It’s cold outside, finally, and a Hungarian goulash is the warming antidote.

Monika’s European Kitchen, helmed by husband-and-wife team Chad and Monika Belson, is serving slow-cooked European-style soul food in Largo. Stews, soups and housemade sausages are on the menu. Monika is from Budapest, Hungary, and Chad has Polish and Belarusian roots. Together they are bringing the food of their childhoods to Tampa Bay.

The palóc soup is made with a base of caramelized onions and in-house smoked ham, pork and sausage, then cooked with green beans, root vegetables and fresh pork and finished with sour cream, herbs and small potato dumplings with crispy bacon. It is a dish that takes all day to come together.

“Everything we do is low and slow,” Chad Belson said. “So that’s today’s project.”

Monika’s opened late in November in the former German restaurant Jägerstüble at 1995 E. Bay Drive, Largo. It shares a kitchen with Hirs Sausage Market next door. This makes for a unique built-in infrastructure that you typically only have at traditional sausage houses and lauded barbecue joints. All the smoked meats and sausages Monika’s uses, and they use them liberally, come from Hirs, Belson said.

Some of Jägerstüble’s dishes remain on Monika’s menu. And the previous owners take an active role in their quality control and still make the German-style sausages at Hirs.

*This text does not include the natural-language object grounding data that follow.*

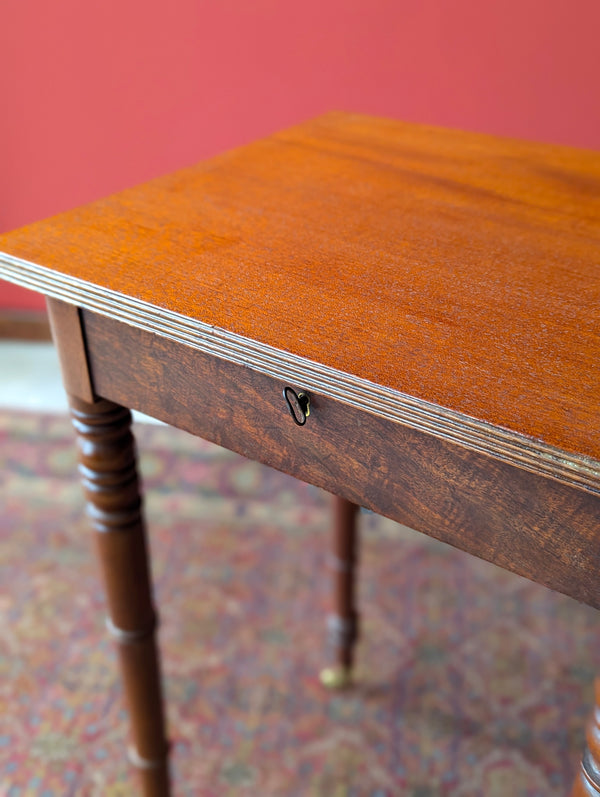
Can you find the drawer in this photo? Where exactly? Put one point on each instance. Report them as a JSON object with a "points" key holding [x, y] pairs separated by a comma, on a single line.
{"points": [[487, 507]]}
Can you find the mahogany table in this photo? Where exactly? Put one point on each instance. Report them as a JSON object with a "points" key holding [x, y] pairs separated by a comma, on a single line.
{"points": [[434, 295]]}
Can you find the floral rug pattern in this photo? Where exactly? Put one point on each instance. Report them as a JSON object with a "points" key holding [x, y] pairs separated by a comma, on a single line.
{"points": [[470, 681]]}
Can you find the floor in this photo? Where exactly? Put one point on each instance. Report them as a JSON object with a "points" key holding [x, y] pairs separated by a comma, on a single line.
{"points": [[31, 379]]}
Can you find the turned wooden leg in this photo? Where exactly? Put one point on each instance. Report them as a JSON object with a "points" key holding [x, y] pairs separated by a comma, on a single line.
{"points": [[343, 622], [587, 782], [107, 465]]}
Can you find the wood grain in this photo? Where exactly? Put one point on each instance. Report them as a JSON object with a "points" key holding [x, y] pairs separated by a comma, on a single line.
{"points": [[520, 521], [107, 465], [454, 268]]}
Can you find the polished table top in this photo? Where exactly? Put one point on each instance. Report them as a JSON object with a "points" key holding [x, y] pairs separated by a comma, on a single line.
{"points": [[442, 281]]}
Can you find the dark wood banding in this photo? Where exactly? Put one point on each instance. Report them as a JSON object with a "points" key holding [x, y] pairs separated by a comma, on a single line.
{"points": [[527, 523], [503, 444]]}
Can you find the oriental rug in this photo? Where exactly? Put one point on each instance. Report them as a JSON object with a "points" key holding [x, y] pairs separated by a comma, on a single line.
{"points": [[470, 681]]}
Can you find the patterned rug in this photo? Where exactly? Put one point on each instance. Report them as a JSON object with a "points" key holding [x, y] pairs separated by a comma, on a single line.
{"points": [[470, 681]]}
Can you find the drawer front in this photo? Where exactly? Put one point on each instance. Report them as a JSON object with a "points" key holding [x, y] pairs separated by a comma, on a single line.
{"points": [[521, 521]]}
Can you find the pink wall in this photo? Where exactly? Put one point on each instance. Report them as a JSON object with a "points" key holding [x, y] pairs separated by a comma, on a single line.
{"points": [[99, 96]]}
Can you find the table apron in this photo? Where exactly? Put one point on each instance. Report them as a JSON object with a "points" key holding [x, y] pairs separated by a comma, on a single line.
{"points": [[524, 522]]}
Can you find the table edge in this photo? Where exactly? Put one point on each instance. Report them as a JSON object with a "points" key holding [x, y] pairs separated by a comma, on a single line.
{"points": [[500, 443]]}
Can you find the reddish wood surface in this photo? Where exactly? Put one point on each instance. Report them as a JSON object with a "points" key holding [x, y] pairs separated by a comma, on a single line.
{"points": [[457, 268], [343, 622], [587, 781], [524, 522], [108, 471]]}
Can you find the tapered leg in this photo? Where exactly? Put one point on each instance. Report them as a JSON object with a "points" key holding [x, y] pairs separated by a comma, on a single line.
{"points": [[587, 782], [107, 465], [343, 622]]}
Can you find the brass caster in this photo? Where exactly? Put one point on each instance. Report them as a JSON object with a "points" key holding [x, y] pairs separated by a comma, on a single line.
{"points": [[335, 677]]}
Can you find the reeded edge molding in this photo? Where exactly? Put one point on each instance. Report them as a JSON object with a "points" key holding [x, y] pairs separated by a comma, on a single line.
{"points": [[502, 444]]}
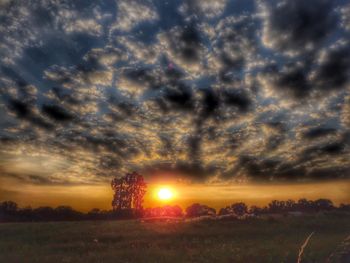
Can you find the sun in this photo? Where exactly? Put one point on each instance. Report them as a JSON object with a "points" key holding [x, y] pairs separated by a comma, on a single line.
{"points": [[165, 194]]}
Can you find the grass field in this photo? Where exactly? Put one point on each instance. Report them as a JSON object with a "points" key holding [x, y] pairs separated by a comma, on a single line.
{"points": [[203, 241]]}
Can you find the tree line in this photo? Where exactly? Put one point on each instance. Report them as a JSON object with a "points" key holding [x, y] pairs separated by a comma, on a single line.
{"points": [[11, 212]]}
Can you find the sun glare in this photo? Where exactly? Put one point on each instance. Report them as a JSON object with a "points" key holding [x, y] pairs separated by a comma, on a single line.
{"points": [[165, 194]]}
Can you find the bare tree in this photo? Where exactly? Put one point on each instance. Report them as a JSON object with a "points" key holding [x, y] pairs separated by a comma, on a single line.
{"points": [[129, 191]]}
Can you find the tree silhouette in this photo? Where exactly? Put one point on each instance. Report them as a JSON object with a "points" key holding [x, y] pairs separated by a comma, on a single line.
{"points": [[196, 210], [129, 191]]}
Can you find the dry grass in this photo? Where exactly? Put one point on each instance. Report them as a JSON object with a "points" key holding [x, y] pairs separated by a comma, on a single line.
{"points": [[301, 250], [204, 241]]}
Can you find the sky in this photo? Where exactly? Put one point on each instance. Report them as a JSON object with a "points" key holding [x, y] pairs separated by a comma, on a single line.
{"points": [[223, 100]]}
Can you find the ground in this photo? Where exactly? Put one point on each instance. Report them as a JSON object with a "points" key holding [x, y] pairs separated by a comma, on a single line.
{"points": [[135, 241]]}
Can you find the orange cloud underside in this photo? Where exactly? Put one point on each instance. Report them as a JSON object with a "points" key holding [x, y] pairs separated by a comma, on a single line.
{"points": [[90, 196]]}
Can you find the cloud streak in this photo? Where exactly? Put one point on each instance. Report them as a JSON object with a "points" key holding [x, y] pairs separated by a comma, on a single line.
{"points": [[205, 90]]}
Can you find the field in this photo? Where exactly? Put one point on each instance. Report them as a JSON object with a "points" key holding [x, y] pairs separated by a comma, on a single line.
{"points": [[203, 241]]}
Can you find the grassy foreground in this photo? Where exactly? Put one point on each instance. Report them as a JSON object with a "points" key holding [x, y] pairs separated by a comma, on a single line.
{"points": [[203, 241]]}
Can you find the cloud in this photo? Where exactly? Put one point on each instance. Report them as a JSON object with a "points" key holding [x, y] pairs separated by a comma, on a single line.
{"points": [[202, 89], [293, 27]]}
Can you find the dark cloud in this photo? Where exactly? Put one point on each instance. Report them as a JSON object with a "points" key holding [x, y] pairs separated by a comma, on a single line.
{"points": [[318, 132], [297, 26], [202, 89], [57, 113]]}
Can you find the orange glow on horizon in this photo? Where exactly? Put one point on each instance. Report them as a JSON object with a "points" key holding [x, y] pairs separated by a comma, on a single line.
{"points": [[165, 194]]}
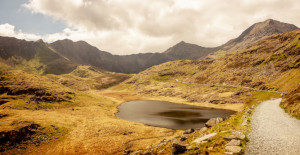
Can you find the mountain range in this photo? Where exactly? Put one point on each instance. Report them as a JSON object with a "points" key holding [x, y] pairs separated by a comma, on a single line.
{"points": [[63, 56]]}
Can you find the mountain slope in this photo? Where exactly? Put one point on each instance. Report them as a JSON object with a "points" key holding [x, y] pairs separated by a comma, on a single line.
{"points": [[258, 32], [185, 50], [291, 102], [82, 53], [35, 57], [270, 64]]}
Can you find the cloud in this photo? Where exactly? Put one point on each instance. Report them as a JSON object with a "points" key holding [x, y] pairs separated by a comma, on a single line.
{"points": [[9, 31], [132, 26]]}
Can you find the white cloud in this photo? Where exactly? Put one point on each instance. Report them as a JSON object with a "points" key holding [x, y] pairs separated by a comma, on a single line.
{"points": [[9, 31], [132, 26]]}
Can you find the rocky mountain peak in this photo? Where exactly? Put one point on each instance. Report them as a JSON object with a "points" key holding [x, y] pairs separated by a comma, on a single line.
{"points": [[259, 31]]}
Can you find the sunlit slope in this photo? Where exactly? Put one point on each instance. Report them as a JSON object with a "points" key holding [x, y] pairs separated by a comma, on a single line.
{"points": [[271, 64]]}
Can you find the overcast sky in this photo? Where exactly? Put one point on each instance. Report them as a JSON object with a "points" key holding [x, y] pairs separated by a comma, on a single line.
{"points": [[139, 26]]}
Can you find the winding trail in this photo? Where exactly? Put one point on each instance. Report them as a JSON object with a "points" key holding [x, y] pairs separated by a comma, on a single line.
{"points": [[273, 131]]}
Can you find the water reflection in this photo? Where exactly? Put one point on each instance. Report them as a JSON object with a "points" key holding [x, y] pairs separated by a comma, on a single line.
{"points": [[169, 115]]}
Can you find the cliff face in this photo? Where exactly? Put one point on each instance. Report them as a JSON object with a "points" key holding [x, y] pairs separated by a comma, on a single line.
{"points": [[258, 32]]}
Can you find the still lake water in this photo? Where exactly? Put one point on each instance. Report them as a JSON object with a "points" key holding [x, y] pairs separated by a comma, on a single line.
{"points": [[169, 115]]}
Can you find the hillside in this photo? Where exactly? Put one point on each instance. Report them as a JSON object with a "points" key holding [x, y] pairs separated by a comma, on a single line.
{"points": [[82, 53], [270, 64], [258, 31], [291, 103], [33, 57], [184, 50]]}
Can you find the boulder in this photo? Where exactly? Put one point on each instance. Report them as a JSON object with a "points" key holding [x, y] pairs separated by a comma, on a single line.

“The original owners are very much consultants for us, they taste test things for us,” Belson said. “They want to see us succeed, which is very kind of them.”

A confectioner originally by trade, Monika is the executive chef, and Chad helps in the kitchen. After being open just over a month, they have added a couple of dishes to their opening menu, the palóc soup and a German rouladen, in which thin-sliced beef is rolled with mustard, onions and pickles and braised in a brown gravy with red wine. Pierogies and polish-style potato latkes from Belson’s grandmother’s recipes will be coming in 2026.

“It is important to us to maintain these family recipes,” he said. “It is Eastern-European soul food.”

They’ve encountered more Hungarians and Europeans in the area than they expected, Belson said.

“(Monika) came here with a hundred dollars in her pocket,” he said. “It’s a story that is shared by a lot of people, and it is the American dream.”